Ascoltava John Lennon, si ispirava a Che Guevara ed odiava le regole, soprattutto quando venivano imposte. E nel Corinthias le regole erano cambiate. Ma, badate, il nuovo modello organizzativo della squadra non fu imposto da Alves né da Sócrates, non fu una scelta di un singolo, ma una decisione di tutti. Questa fu la vera grandezza del Corinthias. Per la prima volta nella storia dello sport tutte le decisioni che riguardavano il club, dagli schemi tattici al prezzo del biglietto, venivano prese tramite una votazione di tutti i componenti del club. Dal magazziniere al presidente ognuno aveva lo stesso diritto al voto. Un suffragio universale in un Paese oppresso dalla dittatura, una rivoluzione! La squadra si trasformò: da compagine di media-bassa classifica divenne regina del campionato paulista per due anni di fila, nel 1982 e nel 1983. L’allenatore dava la linea, ma poi i giocatori erano liberi di esprimerla secondo la proprio indole. Così grazie al talento del suo capitano, dei suoi difensori (Alfinete, Mauro, Gonzalez e Wladimir), dei suoi centrocampisti (Paulinho, Biro-Biro e Zenon ) e dei suoi attaccanti (Ataliba e Walter Junior Casagrande) il Corinthias mostrò un calcio fantasioso, danzato tanto da far innamorare milioni di tifosi e diventando la seconda squadra più tifata in Brasile dopo il Flamengo. Un tifo che non si limitava al calcio perché quella squadra che sfidò la dittatura divenne la squadra del popolo.
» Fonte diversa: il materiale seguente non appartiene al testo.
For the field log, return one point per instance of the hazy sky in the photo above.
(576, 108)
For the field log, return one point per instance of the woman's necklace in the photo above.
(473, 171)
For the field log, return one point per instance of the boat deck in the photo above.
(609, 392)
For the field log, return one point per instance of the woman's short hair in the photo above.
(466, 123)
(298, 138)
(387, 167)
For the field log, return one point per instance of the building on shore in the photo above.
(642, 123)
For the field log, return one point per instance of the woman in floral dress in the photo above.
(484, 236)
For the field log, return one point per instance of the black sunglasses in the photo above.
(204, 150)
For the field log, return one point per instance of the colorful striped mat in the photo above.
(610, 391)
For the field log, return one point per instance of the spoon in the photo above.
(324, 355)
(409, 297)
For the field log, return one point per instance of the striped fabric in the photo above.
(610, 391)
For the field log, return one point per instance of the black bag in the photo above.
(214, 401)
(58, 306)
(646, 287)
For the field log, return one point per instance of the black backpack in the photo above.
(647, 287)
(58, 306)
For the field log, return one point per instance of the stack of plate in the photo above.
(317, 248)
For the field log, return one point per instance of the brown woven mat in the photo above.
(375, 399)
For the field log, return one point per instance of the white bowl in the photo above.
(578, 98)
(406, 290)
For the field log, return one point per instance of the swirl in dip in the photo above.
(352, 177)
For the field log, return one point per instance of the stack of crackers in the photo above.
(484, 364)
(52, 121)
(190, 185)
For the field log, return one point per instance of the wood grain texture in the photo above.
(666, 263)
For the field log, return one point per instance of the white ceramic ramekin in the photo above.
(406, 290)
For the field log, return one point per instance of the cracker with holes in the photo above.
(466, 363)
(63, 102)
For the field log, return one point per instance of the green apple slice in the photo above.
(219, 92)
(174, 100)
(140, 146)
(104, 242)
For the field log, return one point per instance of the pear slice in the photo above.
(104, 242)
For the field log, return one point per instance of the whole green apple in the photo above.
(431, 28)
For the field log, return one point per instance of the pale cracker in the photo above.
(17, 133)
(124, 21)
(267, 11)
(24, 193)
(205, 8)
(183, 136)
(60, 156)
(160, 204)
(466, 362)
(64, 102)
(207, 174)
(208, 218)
“Ganhar ou perder, mas sempre com democracia”
La casacca divenne un dazebao con messaggi di democrazia, pace e fratellanza. Come amavano ripetere i giocatori, il calcio è solo un gioco, si può vincere o perdere ma senza farne una tragedia. Esistono cose più importanti, come votare ad esempio. Il 15 marzo 1982 dopo varie manifestazioni e proteste i generali iniziarono a mostrare le prime difficoltà e concessero le prime elezioni municipali e statali. Sócrates e compagni si sentirono direttamente coinvolti, prima che calciatori come uomini liberi. Così per spronare le persone a votare personalizzarono la propria casacca con la scritta “Dia 15 vote” (“il giorno 15 vota”) e come sfida a quel mondo chiuso che stava opprimendo un intero popolo entrarono in campo danzando e cantando come per dire che con quel voto, con la democrazia, sarebbe stata tutta un’altra musica. Il regime cadde ufficialmente nel 1985 con le prime elezioni con candidati civili dopo quasi 20 anni e parte del merito va ad club di calcio che mostrò come la libertà non si riceve, ma si guadagna sapendo che ognuno di noi ha un ruolo in questo mondo.